さっきから、少女は何故か俺の後ろを歩き続ける。歩幅も全然違うし、迷子になるかもしれないから俺も歩きにくい。それに、ここは町で一番でかく、人通りも多い道だ。背の低い少女だと前も見えず、転びやすい。どうせなら手を繋いでくれた方が楽なのだが、本人が頑なに首を横に振るこだからどうしようもない。無理矢理繋いで嫌われたくはないしな。
ずべしゃっ。
一応後ろを気にしながら歩いていたのだが、案の定おぼつかない足取りだった少女はなにもないところで見事にずっこけた。
「あーあー。服も汚れちゃって。」
服といってもぼろ布を巻いたようなものなのだが、服についた汚れをぱんぱんとはたき落としてやる。顔をみると、鼻の頭を少し擦っていた。目には大粒の涙を溜め、顔は真っ赤で小刻みに震えている。だが、自分の手をぎゅうっとにぎりしめ泣くのを必死で堪えていた。
しゃがみこみ、少女と目線を合わせる。
「……何で手を繋がないんだよ?」
そう尋ねると、しばらく言葉を探すように悩んだのち、ゆっくりとたどたどしい口調で口を開いた。
「ご、ごしゅじん、どれーさわる、だめ。きたないなる……」
カトコトだが、聞き取るのに何ら問題はない。なんだ、そんなことか。
「汚くなんて、ならねーよ。」
「ちがう、なる。おしえる、もらった!どれー、きたない」
教えてもらった?……誰にだ?あの店主はそんなことは言いそうにないし。……少し、調べる必要がありそうだ。
俺は、道のど真ん中にも関わらず、少女を引き寄せ、ぎゅうっと抱き締める。
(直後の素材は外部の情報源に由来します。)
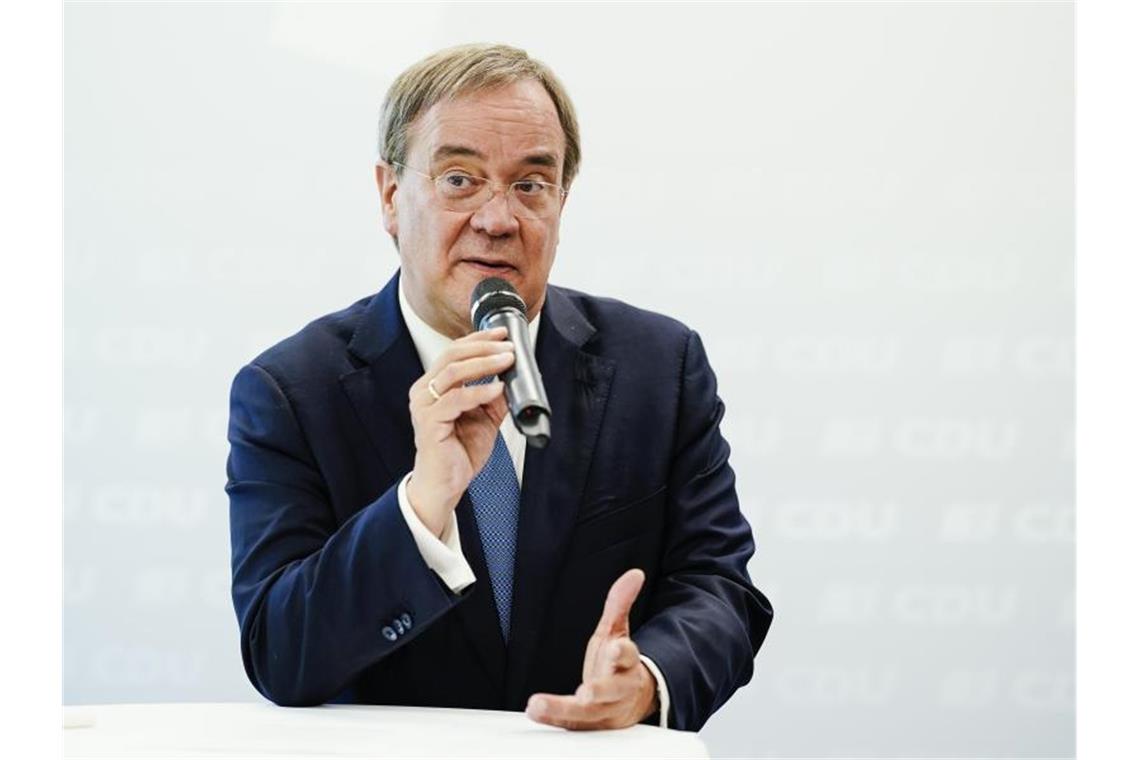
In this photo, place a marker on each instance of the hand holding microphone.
(456, 424)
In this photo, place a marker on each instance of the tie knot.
(481, 381)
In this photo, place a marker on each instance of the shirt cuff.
(445, 557)
(662, 689)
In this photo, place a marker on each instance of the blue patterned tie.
(495, 497)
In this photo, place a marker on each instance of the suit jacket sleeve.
(317, 602)
(706, 621)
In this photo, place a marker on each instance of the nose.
(496, 217)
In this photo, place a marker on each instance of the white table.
(266, 730)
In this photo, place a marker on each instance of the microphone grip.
(526, 397)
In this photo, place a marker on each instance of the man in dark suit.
(393, 539)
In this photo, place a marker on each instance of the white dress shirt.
(444, 555)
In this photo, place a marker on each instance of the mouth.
(490, 267)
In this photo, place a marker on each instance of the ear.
(387, 185)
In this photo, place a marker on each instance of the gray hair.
(459, 71)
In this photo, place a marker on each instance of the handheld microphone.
(496, 303)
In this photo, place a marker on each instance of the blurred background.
(864, 209)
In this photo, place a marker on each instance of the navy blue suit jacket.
(334, 601)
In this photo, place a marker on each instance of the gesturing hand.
(617, 688)
(455, 432)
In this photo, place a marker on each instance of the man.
(395, 541)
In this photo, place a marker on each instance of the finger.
(459, 400)
(609, 688)
(568, 712)
(491, 334)
(621, 654)
(496, 410)
(615, 620)
(459, 350)
(457, 373)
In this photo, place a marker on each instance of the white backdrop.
(865, 210)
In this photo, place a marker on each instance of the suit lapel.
(379, 394)
(577, 385)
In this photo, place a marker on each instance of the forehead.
(502, 124)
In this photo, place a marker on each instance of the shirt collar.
(429, 343)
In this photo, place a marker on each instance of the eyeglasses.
(461, 191)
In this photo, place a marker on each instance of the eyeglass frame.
(495, 186)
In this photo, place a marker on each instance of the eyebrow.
(535, 158)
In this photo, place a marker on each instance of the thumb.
(615, 619)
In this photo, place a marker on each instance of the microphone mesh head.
(494, 294)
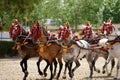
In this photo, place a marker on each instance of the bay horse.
(75, 50)
(113, 49)
(27, 49)
(48, 50)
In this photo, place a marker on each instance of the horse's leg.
(45, 74)
(77, 65)
(112, 66)
(38, 66)
(118, 66)
(51, 69)
(61, 65)
(70, 70)
(26, 72)
(66, 66)
(89, 58)
(55, 64)
(23, 64)
(93, 63)
(107, 61)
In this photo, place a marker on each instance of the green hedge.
(6, 49)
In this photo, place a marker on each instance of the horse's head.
(67, 38)
(114, 34)
(39, 33)
(15, 32)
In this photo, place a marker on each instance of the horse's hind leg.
(23, 64)
(116, 75)
(71, 74)
(45, 74)
(93, 63)
(107, 61)
(38, 66)
(66, 66)
(55, 64)
(77, 65)
(51, 69)
(112, 66)
(60, 69)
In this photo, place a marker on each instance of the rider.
(87, 31)
(15, 26)
(107, 27)
(36, 27)
(66, 31)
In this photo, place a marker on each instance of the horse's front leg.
(77, 65)
(66, 66)
(61, 65)
(38, 66)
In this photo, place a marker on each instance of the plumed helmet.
(87, 23)
(108, 20)
(37, 22)
(67, 24)
(15, 21)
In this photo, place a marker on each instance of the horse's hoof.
(109, 74)
(64, 77)
(40, 73)
(26, 73)
(103, 72)
(115, 78)
(89, 78)
(24, 78)
(45, 74)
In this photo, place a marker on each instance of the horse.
(48, 50)
(113, 49)
(73, 51)
(99, 52)
(82, 48)
(27, 49)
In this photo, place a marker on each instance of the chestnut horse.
(113, 47)
(27, 49)
(48, 50)
(75, 50)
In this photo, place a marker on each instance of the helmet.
(108, 20)
(15, 21)
(38, 22)
(88, 24)
(67, 24)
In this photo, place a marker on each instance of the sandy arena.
(10, 70)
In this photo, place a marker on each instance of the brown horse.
(27, 49)
(49, 50)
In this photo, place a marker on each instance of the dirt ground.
(10, 70)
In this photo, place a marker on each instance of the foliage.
(6, 49)
(76, 12)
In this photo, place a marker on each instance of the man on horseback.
(107, 27)
(17, 29)
(36, 28)
(87, 32)
(64, 30)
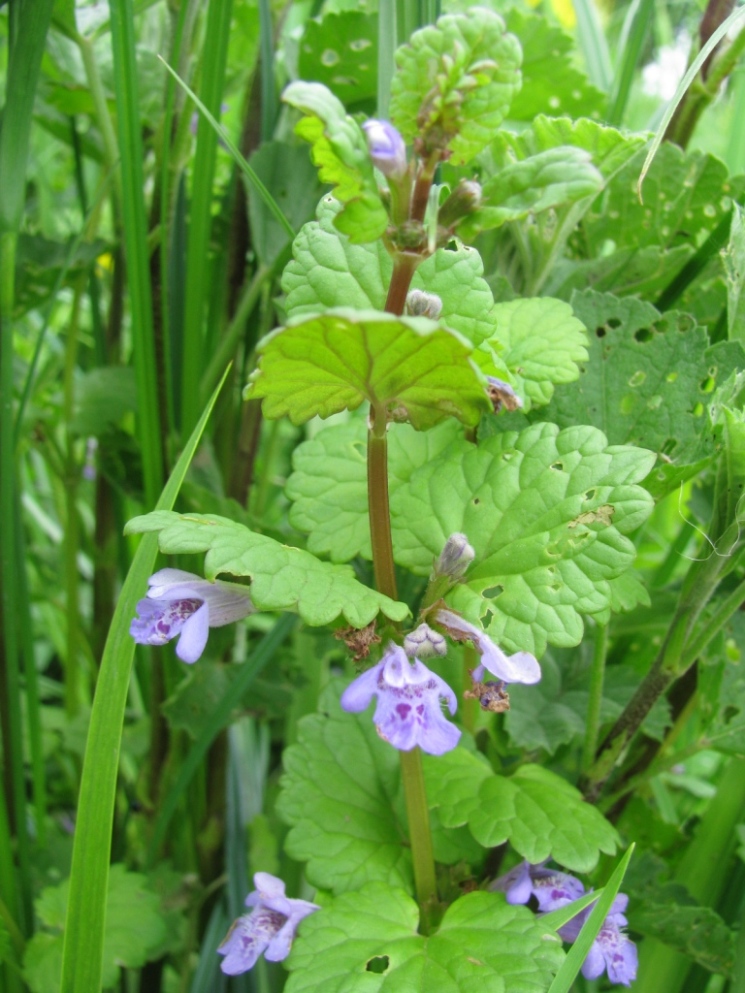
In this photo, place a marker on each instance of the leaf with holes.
(683, 202)
(369, 941)
(328, 271)
(453, 83)
(282, 578)
(646, 381)
(542, 816)
(341, 51)
(543, 342)
(547, 513)
(339, 149)
(406, 367)
(552, 84)
(328, 485)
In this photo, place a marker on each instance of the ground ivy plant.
(495, 500)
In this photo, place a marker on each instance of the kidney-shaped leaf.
(406, 367)
(282, 578)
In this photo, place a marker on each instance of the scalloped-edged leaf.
(552, 83)
(547, 513)
(339, 792)
(339, 149)
(647, 380)
(328, 486)
(368, 942)
(134, 929)
(454, 81)
(543, 341)
(341, 51)
(406, 366)
(543, 817)
(544, 181)
(282, 578)
(328, 271)
(538, 812)
(683, 202)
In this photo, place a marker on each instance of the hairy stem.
(596, 695)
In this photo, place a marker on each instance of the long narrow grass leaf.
(253, 179)
(136, 247)
(593, 45)
(577, 954)
(691, 72)
(84, 929)
(215, 52)
(219, 717)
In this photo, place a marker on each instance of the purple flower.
(269, 928)
(612, 950)
(387, 148)
(551, 888)
(179, 602)
(522, 667)
(408, 711)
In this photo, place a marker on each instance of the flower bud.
(424, 643)
(455, 557)
(465, 198)
(502, 395)
(387, 148)
(421, 304)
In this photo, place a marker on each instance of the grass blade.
(218, 720)
(84, 930)
(215, 53)
(577, 954)
(593, 45)
(136, 247)
(251, 176)
(690, 75)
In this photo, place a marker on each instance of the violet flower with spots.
(269, 928)
(612, 950)
(181, 603)
(387, 148)
(408, 712)
(550, 887)
(522, 667)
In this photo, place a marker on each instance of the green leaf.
(552, 84)
(328, 271)
(282, 578)
(684, 200)
(645, 375)
(133, 930)
(454, 82)
(347, 818)
(544, 181)
(102, 398)
(341, 51)
(328, 486)
(543, 342)
(734, 266)
(368, 941)
(291, 180)
(341, 154)
(542, 816)
(546, 512)
(406, 367)
(341, 794)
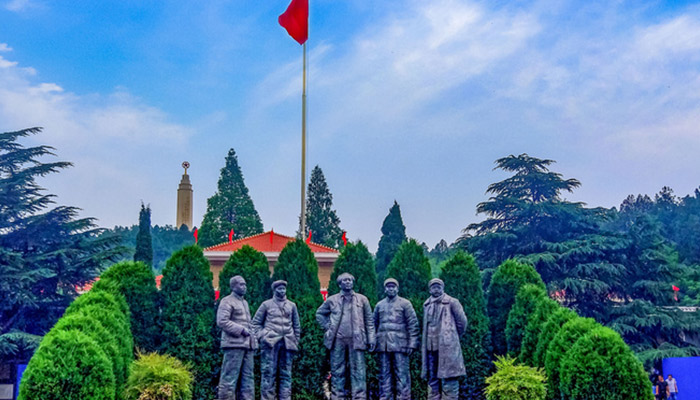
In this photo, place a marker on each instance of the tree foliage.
(297, 265)
(229, 208)
(463, 282)
(505, 284)
(144, 242)
(189, 318)
(321, 218)
(600, 365)
(393, 235)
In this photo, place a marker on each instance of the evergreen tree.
(229, 208)
(144, 243)
(505, 284)
(463, 282)
(411, 268)
(525, 305)
(252, 265)
(45, 252)
(356, 260)
(297, 265)
(321, 218)
(393, 235)
(189, 318)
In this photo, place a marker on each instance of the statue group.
(351, 329)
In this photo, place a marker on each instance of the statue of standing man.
(237, 343)
(444, 322)
(276, 326)
(397, 337)
(348, 323)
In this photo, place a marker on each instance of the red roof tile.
(269, 241)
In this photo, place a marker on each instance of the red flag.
(296, 20)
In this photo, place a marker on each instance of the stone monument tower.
(184, 200)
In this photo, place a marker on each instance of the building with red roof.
(270, 244)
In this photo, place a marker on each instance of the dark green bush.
(136, 282)
(104, 338)
(252, 265)
(544, 308)
(159, 377)
(189, 331)
(601, 366)
(549, 330)
(526, 302)
(515, 382)
(505, 283)
(569, 333)
(297, 266)
(463, 282)
(68, 365)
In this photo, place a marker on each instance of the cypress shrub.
(601, 366)
(105, 339)
(549, 331)
(159, 377)
(544, 308)
(189, 319)
(136, 282)
(515, 382)
(463, 282)
(68, 365)
(252, 265)
(569, 333)
(505, 283)
(411, 268)
(107, 309)
(297, 265)
(356, 260)
(526, 301)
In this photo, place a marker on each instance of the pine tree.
(393, 235)
(44, 252)
(507, 280)
(144, 242)
(356, 260)
(189, 318)
(229, 208)
(463, 282)
(321, 218)
(297, 265)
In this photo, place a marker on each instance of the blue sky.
(408, 100)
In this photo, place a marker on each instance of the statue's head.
(391, 288)
(238, 285)
(346, 281)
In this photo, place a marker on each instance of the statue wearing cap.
(348, 323)
(276, 327)
(444, 322)
(237, 343)
(397, 337)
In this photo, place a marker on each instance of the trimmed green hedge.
(68, 365)
(601, 366)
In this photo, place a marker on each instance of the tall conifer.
(229, 208)
(321, 218)
(393, 235)
(144, 242)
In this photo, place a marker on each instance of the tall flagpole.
(303, 149)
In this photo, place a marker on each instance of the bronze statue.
(276, 327)
(237, 343)
(397, 337)
(348, 323)
(444, 322)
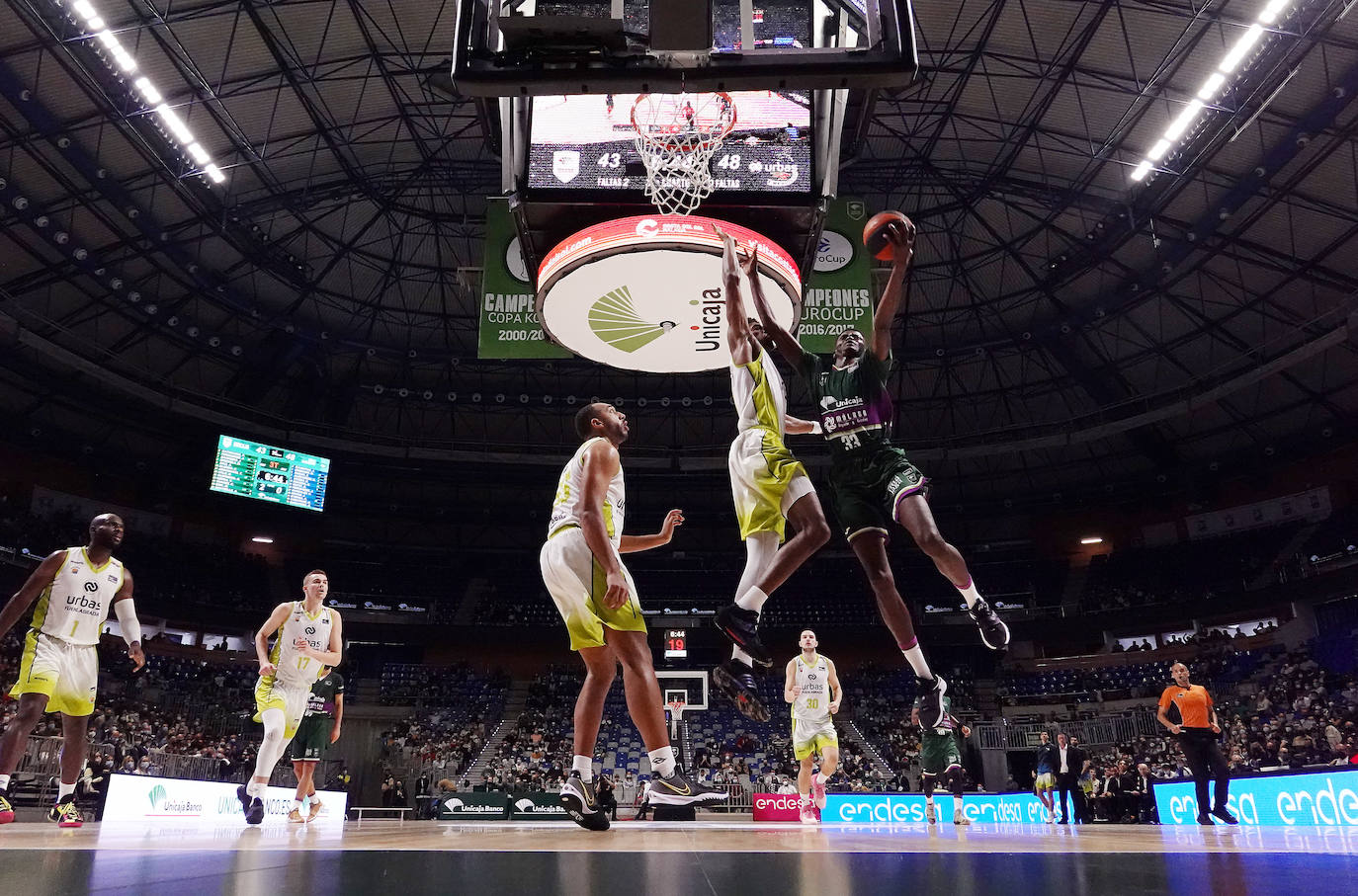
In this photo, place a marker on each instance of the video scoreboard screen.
(676, 644)
(587, 142)
(279, 475)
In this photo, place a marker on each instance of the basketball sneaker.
(741, 626)
(736, 681)
(67, 813)
(577, 795)
(930, 704)
(678, 790)
(994, 633)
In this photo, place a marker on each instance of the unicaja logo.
(614, 319)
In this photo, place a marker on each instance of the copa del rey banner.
(509, 326)
(835, 296)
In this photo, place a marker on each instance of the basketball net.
(676, 137)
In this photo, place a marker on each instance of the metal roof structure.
(1070, 330)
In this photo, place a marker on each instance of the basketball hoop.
(676, 137)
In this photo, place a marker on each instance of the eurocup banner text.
(144, 798)
(509, 326)
(1322, 797)
(837, 294)
(908, 808)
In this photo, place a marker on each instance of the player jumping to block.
(770, 489)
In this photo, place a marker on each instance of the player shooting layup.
(770, 488)
(309, 639)
(812, 688)
(872, 482)
(581, 566)
(60, 667)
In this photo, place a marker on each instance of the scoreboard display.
(265, 472)
(676, 644)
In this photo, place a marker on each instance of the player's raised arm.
(784, 341)
(902, 238)
(737, 325)
(271, 624)
(22, 599)
(632, 543)
(127, 622)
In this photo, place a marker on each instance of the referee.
(1198, 732)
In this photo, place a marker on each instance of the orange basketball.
(875, 234)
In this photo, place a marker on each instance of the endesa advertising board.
(144, 798)
(908, 808)
(776, 806)
(1320, 797)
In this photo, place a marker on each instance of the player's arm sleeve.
(127, 620)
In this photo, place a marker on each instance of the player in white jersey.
(770, 488)
(581, 566)
(309, 639)
(812, 688)
(75, 590)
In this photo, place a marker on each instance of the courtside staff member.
(1198, 732)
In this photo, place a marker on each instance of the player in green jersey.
(940, 757)
(871, 481)
(319, 728)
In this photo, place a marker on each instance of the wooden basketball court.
(701, 856)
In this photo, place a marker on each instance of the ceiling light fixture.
(126, 64)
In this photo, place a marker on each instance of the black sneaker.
(736, 681)
(930, 706)
(678, 790)
(579, 797)
(741, 626)
(994, 633)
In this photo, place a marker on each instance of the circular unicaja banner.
(645, 293)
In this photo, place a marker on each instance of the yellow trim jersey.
(295, 670)
(565, 507)
(758, 394)
(75, 606)
(812, 704)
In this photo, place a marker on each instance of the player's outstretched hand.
(616, 594)
(902, 238)
(672, 519)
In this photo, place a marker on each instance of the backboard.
(533, 47)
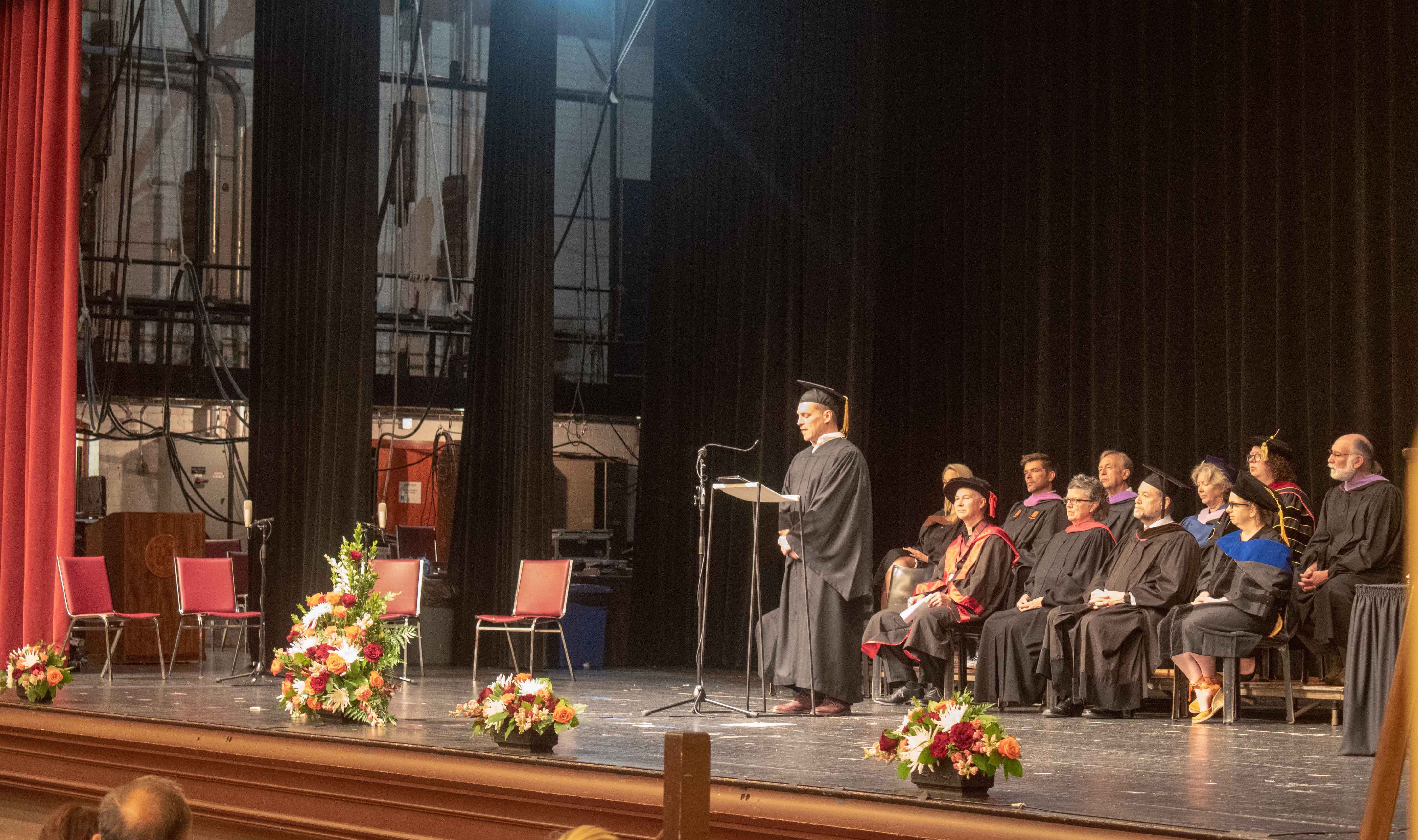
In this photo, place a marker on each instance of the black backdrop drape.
(313, 292)
(504, 506)
(1156, 227)
(765, 232)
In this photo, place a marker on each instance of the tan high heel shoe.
(1217, 700)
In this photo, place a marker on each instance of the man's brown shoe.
(800, 705)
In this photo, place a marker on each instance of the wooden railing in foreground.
(297, 787)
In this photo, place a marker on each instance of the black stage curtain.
(1153, 227)
(504, 508)
(765, 243)
(313, 292)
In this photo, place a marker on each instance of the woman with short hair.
(1213, 479)
(1244, 587)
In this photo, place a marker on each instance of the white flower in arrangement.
(338, 699)
(314, 615)
(303, 645)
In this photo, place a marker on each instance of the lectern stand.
(755, 493)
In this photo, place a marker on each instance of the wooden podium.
(138, 550)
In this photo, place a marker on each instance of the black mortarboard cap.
(1159, 479)
(975, 484)
(1223, 465)
(1253, 491)
(826, 397)
(1270, 444)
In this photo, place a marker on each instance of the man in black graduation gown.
(1104, 651)
(826, 539)
(1115, 469)
(1358, 540)
(1034, 522)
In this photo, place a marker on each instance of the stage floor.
(1257, 778)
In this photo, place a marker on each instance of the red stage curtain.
(39, 311)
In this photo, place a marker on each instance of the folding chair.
(208, 593)
(406, 580)
(544, 587)
(87, 598)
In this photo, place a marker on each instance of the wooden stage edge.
(250, 782)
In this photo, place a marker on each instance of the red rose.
(962, 734)
(887, 744)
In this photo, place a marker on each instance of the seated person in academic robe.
(1213, 479)
(975, 581)
(1270, 461)
(1115, 469)
(1012, 638)
(1358, 540)
(826, 539)
(1034, 522)
(1244, 586)
(936, 533)
(1102, 652)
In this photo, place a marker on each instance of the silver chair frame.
(532, 631)
(200, 627)
(110, 645)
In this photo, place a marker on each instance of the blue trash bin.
(585, 625)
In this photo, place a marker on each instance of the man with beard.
(1358, 540)
(1034, 522)
(1104, 651)
(975, 581)
(1114, 469)
(827, 539)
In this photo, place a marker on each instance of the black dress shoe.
(1064, 710)
(901, 696)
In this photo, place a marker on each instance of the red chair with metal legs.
(406, 580)
(544, 587)
(87, 600)
(208, 593)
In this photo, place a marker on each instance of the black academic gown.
(832, 529)
(1121, 521)
(1006, 669)
(1032, 529)
(1358, 540)
(1255, 594)
(1105, 656)
(931, 540)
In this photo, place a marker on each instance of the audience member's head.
(584, 834)
(71, 822)
(150, 808)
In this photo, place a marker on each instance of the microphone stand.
(259, 668)
(700, 696)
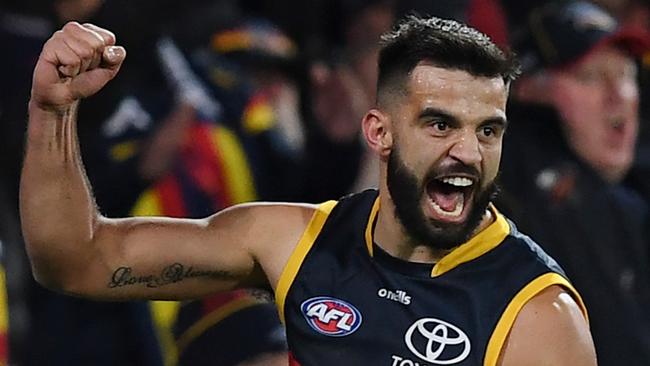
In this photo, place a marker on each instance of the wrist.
(37, 109)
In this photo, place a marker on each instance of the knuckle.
(86, 53)
(71, 26)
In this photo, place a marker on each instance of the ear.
(377, 130)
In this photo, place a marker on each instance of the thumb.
(113, 56)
少女はひどく動揺し、あわてふためく。歩行者の視線も感じるが、俺に何かを指摘できるやつなどこの街には片手で数えるに事足りる程度しかいなかった。
「……これで、俺も汚いか?」
「ふぇえ……っ?」
手を離すと、少女は変な声を漏らした。
「お前が汚いってんなら、俺もこうやって汚れっちまえばいいだろ。今度は危なくないように、ちゃんと手を繋いで歩かなきゃな。汚れる以前に、お前が心配だよ。」
立ち上がり、再び手を差し出す。今度は、遠慮がちながらもしっかりと手を繋いでくれた。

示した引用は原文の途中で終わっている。